Et elles sont de plus en plus nombreuses, les chanteuses qui préfèrent faire leur chemin loin des gros labels. L’artiste Thérèse évoluait au sein du duo La Vague jusqu’en 2020. Elle s’est lancée en solo sur son projet, mêlant rap militant et pop teintée d’influences asiatiques – elle est française d’origine sino-lao-vietnamienne – avec le soutien d’un éditeur et d’un label indépendants. Mais c’est le jeunisme de l’industrie musicale qui l’a convaincue de rester en marge de cette grosse machine : « Ça a été une vraie volonté artistique de ne pas aller vers une major dans un premier temps, car je me disais : “De toute façon, il est probable qu’à 35 piges, pour plein de raisons, je ne les intéresse pas” », explique celle qui a sorti son EP Rêvalité en mars 2021. Et d’ajouter : « L’avantage de mon âge – que j’annonce volontiers en live ou dans les interviews –, c’est le vécu et l’expérience. Je sais mieux ce que je veux, qui je suis : en termes de caractère, mais aussi en termes de liberté de ton et de parole que je ne veux pas lisser. Aujourd’hui, j’ai choisi une équipe qui soutient mon projet et mon discours. Pourtant, je travaille avec une femme et une majorité d’hommes cis. Et quelque part, c’est aussi ce que j’ai envie de dire aux gens : oui c’est possible, oui il y a des gens bien, qui soutiennent les femmes qui ont envie de dire des choses. C’est ça pour moi aussi le féminisme aujourd’hui : trouver ses allié·es et non chercher des ennemis là où il n’y en a pas. »

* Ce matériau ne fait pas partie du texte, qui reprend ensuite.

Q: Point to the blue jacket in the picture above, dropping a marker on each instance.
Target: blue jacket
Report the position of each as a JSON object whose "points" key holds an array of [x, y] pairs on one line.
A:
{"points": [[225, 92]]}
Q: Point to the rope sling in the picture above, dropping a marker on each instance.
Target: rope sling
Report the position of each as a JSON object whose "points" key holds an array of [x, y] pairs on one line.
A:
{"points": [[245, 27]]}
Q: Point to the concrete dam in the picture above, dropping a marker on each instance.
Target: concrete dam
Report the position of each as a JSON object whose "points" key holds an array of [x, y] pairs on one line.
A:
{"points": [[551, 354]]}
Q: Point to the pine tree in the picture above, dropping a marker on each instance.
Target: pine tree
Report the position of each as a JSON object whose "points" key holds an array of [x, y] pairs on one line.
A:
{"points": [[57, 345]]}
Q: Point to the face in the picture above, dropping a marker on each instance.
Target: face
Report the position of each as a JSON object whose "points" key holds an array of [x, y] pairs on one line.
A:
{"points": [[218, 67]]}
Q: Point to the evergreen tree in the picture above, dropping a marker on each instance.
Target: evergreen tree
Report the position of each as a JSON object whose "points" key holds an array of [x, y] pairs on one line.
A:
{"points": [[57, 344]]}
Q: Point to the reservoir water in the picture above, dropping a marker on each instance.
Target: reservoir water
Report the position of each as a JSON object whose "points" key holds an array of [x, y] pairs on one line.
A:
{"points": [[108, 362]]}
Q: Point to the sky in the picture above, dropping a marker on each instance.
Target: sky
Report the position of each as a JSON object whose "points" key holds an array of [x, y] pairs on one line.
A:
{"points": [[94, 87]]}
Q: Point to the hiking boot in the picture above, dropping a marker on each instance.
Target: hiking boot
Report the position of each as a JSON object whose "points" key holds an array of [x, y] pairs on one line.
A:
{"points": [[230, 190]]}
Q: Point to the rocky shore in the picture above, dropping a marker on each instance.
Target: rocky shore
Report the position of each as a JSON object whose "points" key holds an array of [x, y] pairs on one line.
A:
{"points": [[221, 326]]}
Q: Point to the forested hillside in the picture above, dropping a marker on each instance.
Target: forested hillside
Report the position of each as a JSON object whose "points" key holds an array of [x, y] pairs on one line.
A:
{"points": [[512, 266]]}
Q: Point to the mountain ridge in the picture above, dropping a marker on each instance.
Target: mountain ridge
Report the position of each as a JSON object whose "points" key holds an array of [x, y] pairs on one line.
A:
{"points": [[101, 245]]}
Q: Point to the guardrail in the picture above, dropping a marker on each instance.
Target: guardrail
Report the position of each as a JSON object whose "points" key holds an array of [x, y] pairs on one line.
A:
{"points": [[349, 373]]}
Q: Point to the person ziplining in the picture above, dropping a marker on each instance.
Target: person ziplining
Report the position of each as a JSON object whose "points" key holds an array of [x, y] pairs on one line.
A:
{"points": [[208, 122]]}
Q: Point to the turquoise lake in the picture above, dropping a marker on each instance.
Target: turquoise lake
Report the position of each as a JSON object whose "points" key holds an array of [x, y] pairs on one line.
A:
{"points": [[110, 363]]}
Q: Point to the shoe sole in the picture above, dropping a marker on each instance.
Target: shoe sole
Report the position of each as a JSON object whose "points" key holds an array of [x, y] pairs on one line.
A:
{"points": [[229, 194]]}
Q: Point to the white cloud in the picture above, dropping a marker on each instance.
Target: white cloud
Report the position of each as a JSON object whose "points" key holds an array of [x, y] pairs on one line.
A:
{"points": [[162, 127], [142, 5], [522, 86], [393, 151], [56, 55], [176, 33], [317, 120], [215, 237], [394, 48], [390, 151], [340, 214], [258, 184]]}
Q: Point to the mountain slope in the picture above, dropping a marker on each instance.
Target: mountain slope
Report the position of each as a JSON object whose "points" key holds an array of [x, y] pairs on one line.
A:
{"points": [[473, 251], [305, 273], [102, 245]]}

Manifeste d’empouvoirement
Le Juiice rappe depuis 2018 et se fait très vite remarquer par les médias urbains. Avec son label Trap House, fondé fin 2019, la « trap mama » – du nom du rap dans lequel elle s’illustre – s’autoproduit et développe d’autres artistes. Elle cite en modèle des boss du rap US comme Gucci Mane ou Jay‑Z. Sa mixtape sortie fin 2020 s’appelle d’ailleurs Jeune CEO (PDG en français).Pour elle, être entrepreneure est un véritable manifeste d’empouvoirement pour les filles et les femmes noires. Le Juiice salue l’engagement public et médiatique de ses consœurs chanteuses, comme Yseult – « une amie » –, mais souhaite, elle, incarner une autre manière de faire avancer les choses. « Je bosse dans l’ombre pour changer la situation de l’intérieur. La mienne et celle de mes proches ! » dit l’ancienne gestionnaire en banque qui se rappelle avoir entendu certains pros exprimer leur peur de signer des artistes femmes, réputées « ingérables, instables sur la durée ».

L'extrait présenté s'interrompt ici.